I see the problem with [quickwater] as the same problem with "Class 1" designations. My local river has a ~15 mile stretch that is called class one by everyone who ever wrote about it AFAIK. Yet it is sometimes strewn with serious hazards - sweepers, strainers, powerful eddys, etc. Right in the first hundred yards, last year there was a 90° bend with a strainer on the outside. I've watched multiple "experienced" class 1 paddlers get in trouble there, including several swims and one pinned boat. This whole stretch is what I think of as quickwater, and in my estimation is closer overall to the lower end of class one.

The snake in Idaho can be fickle.
How about 1a, 1b, 1c? With weather/hazard criteria identified for each?

Maybe thinking of quickwater as class 1 whitewater misses the mark and it needs to be broken into two broad categories, much as quietwater and bigwater reflect the two broad categories of non-moving or slow moving water. For moving water not considered Class 2 to 5 whitewater, quickwater could be the less difficult category and something called "heavywater" (or something similar) for the more difficult category. Each category would include a range of difficulty/risk levels depending on conditions likely to be encountered.

I often think about trips in terms of consequences.
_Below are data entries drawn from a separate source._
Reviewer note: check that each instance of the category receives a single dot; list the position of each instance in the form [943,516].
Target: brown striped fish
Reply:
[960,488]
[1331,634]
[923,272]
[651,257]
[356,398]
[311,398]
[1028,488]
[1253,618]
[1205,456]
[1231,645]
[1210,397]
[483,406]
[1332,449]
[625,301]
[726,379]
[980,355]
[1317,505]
How likely am i have a problem? If i have a problem, what will happen?
That's what the range of risks within each broad category would provide for paddlers. From limited risk with good weather and paddling conditions on quietwater to the potential for drowning or severe injury with bad weather and hazardous conditions on bigwater or heavywater. (Again, these are just suggested terms.)
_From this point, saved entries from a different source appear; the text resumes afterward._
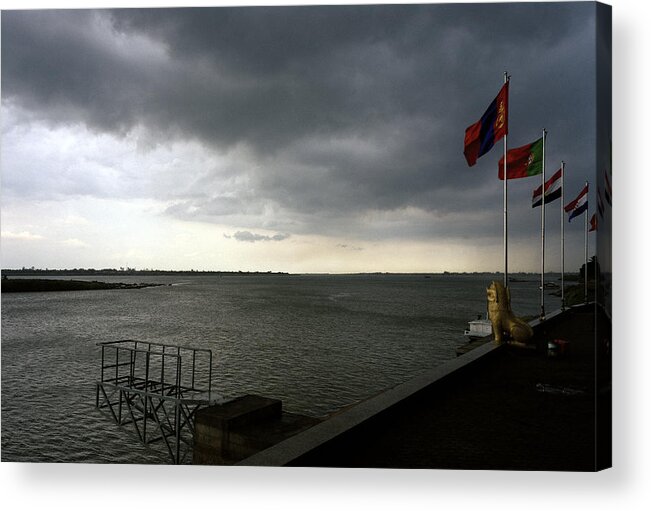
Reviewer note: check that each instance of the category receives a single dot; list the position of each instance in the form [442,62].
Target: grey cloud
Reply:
[345,109]
[251,237]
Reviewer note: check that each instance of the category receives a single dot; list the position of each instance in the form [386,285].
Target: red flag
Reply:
[522,161]
[493,125]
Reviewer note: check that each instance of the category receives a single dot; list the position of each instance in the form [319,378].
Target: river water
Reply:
[317,342]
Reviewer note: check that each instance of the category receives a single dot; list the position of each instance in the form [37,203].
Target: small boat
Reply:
[478,328]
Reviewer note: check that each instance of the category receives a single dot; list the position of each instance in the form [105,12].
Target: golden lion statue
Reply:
[505,324]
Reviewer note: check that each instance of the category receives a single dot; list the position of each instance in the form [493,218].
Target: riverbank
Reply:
[47,285]
[508,409]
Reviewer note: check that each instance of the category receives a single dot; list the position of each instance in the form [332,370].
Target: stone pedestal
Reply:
[227,433]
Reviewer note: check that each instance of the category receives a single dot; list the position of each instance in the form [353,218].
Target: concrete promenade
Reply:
[508,409]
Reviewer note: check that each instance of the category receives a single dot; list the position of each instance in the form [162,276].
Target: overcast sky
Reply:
[300,139]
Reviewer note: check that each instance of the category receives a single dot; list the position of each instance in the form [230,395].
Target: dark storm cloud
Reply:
[344,109]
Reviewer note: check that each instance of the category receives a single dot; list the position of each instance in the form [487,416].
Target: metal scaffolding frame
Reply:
[156,383]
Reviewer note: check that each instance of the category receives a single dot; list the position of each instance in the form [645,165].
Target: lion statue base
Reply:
[506,326]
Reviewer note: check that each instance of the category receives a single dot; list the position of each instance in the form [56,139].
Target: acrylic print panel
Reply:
[276,236]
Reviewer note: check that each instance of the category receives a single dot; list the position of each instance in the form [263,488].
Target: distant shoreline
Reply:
[46,285]
[130,272]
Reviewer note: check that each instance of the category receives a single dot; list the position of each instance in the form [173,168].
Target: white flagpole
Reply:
[562,236]
[542,236]
[506,250]
[585,272]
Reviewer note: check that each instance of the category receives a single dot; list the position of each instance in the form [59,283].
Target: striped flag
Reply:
[608,191]
[600,203]
[552,190]
[593,223]
[578,205]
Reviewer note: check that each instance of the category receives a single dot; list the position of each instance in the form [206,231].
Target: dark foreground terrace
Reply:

So categories for the range of water types encountered might include: quietwater; bigwater; quickwater; heavywater; and whitewater. Not saying those are the right categories or terms, but something to start with and certainly more descriptive than simply whitewater and everything else; i.e., flatwater.
 
Tketcham, the problem I have is that in the case of the river I described, 90% of that river is flatwater, usually with minimal or no current, but with very short, sudden changes like a "flood barrier" barely breaking the surface at regular flows, but can be 2-3" above the surface during summer flows or 2-3' below the surface with spring runoff, millponds where the dam has collapsed creating a 10' section of swiftwater, or a collapsing clay cliff that on one trip is just a slightly higher current or no current at all, that can literally change overnight with the erosion of a glacial erratic, or a sudden slump creating a partial blockage, raising water levels and flow overnight until the clay is washed away or a storm pushes the boulder into the hole below.
so do you change the classification just for that 10-30' hazard, or for the entire section? do you adjust the rating everyday to account for overnight level, velocity, or hazards that literally come and go day by day?
Unlike most white water rivers, this is in a very wide, flat, valley prone to flooding and created eons ago by glaciers and, in spots has over a hundred feet of till and sediments, in a Carolinian forest setting that is literally alive and changing day by day if not hour by hour, not solid granite or limestone that can change maybe annually at best.
"quietwater; bigwater; quickwater; heavywater; and whitewater" can literally describe ALL aspects depending on the day, water levels, heavy rain or storms, erosion, and even wind direction and force. Many southern Ontario rivers in the Great Lakes/ St. Laurent basin are similar- very few are in predictable, long-lasting, rock-cut channels but are in highly variable silt and till- based channels that are constantly changing and eroding-- I've literally found the main channel shifted and an oxbow lake created, after a single overnight thunderstorm, and the water level change by 3-4' in sections in the same day. in 60 years of paddling the only constant is that nothing is constant, and nobody I know has ever been able to classify it with any accuracy
within an hour's drive I know of 7 such rivers...
 
I'm don't see who would benefit from such a classification system. The flatwater paddlers who don't check the wind, thunderstorms, or water level and don't have the ability to recognize a strainer aren't the people who are going to check some complicated classification system.